The DB Regionalbahn Schleswig Holstein operates hourly Regional-Express services between Neumünster and Flensburg. It also operates hourly services on the Husum–Kiel route with modern trains. During Kiel Week services on this route increase substantially and some locomotive-hauled trains are operated.
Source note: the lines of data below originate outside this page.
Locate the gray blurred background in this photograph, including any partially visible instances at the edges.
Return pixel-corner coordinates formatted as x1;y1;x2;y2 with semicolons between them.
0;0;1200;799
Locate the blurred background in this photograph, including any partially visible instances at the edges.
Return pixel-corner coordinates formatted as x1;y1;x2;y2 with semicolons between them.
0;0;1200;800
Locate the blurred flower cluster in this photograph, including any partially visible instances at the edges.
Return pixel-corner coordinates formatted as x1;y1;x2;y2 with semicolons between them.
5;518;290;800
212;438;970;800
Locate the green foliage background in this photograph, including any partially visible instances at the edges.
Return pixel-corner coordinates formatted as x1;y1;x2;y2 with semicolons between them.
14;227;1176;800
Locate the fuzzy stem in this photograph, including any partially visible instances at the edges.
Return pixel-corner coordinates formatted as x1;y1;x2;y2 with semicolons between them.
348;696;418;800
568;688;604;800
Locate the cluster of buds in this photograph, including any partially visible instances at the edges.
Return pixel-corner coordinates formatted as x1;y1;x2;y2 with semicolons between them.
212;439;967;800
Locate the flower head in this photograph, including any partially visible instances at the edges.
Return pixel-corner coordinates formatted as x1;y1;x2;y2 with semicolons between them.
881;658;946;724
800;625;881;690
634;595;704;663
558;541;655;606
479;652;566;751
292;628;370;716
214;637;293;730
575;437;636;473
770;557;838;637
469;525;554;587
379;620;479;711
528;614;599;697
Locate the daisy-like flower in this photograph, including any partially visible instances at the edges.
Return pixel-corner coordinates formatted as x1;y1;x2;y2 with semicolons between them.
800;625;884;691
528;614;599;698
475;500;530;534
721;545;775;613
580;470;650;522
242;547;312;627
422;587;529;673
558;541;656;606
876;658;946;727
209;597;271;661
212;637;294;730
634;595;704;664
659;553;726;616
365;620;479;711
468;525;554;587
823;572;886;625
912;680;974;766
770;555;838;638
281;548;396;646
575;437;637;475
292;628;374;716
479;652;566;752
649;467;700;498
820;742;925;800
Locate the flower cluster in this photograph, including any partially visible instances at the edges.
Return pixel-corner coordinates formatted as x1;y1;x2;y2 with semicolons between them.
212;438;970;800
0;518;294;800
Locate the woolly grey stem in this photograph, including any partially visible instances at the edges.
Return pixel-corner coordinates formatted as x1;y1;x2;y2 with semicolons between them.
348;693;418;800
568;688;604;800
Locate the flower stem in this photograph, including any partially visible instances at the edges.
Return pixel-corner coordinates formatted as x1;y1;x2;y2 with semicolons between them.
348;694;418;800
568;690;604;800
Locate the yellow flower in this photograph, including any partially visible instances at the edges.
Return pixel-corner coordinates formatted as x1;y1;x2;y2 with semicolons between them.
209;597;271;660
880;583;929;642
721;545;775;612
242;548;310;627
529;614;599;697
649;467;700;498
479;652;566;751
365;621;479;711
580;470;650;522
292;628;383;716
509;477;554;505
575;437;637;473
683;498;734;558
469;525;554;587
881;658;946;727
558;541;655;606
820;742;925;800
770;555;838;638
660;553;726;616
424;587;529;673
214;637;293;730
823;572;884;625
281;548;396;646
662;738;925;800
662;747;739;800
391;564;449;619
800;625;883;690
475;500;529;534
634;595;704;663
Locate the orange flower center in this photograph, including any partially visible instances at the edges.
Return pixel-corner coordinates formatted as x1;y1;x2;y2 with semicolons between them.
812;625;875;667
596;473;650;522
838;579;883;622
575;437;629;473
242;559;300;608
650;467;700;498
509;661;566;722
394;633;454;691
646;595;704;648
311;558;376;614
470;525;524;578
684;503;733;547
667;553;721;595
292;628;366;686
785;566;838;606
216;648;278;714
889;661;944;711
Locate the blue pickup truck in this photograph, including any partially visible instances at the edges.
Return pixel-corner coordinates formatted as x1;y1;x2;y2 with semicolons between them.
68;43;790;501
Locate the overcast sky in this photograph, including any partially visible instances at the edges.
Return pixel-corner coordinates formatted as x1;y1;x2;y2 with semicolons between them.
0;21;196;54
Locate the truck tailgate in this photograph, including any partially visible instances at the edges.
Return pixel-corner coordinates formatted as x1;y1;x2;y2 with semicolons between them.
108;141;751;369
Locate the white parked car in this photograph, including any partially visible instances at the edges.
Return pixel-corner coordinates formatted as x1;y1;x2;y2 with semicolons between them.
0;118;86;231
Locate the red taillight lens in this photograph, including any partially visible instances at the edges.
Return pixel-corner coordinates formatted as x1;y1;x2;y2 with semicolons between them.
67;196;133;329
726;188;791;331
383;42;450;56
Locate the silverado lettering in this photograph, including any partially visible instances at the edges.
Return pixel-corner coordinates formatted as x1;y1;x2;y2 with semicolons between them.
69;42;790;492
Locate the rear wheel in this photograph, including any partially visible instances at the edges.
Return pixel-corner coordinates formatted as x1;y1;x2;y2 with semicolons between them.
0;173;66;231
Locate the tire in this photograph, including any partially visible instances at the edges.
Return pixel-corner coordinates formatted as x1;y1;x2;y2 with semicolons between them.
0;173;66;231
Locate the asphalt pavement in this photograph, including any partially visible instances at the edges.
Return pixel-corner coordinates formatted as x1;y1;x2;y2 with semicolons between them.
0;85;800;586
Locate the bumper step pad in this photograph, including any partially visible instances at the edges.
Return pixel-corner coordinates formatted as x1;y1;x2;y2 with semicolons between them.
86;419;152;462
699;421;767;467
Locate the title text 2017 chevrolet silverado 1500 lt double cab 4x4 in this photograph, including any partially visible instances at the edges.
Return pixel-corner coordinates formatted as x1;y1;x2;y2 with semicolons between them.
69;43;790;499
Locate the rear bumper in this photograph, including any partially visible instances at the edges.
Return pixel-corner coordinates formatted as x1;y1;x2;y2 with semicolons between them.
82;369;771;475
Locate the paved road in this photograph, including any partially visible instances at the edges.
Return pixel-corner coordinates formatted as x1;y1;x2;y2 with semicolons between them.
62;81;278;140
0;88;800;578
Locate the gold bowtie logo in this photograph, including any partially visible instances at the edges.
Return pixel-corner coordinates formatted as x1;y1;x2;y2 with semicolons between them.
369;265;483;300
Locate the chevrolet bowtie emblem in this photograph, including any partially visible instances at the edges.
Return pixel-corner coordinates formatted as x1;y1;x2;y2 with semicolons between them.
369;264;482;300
In the 2026 timetable, the following services stopped Schleswig station:

| Line | Route | Interval | Operator |
|---|---|---|---|
| ICE 4 | Padborg – Flensburg – Schleswig – Hamburg – Hannover – Frankfurt – Frankfurt Airport regional | One train pair | DB Fernverkehr |
| RJ 27 | Copenhagen – Schleswig – Hamburg – Berlin – Dresden – Prague | Two train pairs | DB Fernverkehr / České dráhy |
| ECE 75 | Hamburg – Schleswig – Padborg – Kolding – Odense – Ringsted – Copenhagen | Every two hours | DB Fernverkehr / DSB |
| RE 7 | Hamburg – Elmshorn – Neumünster – Rendsburg – Schleswig – Flensburg | Hourly | DB Regio Nord |
| RE 74 | Husum – Jübek – Schleswig – Owschlag – Rendsburg – Felde – Kiel | Hourly | nordbahn |

===Freight traffic ===
This line is part of the main route for freight from Germany to Denmark and Sweden. From 2011, trains up to 835 metres long run regularly on the line.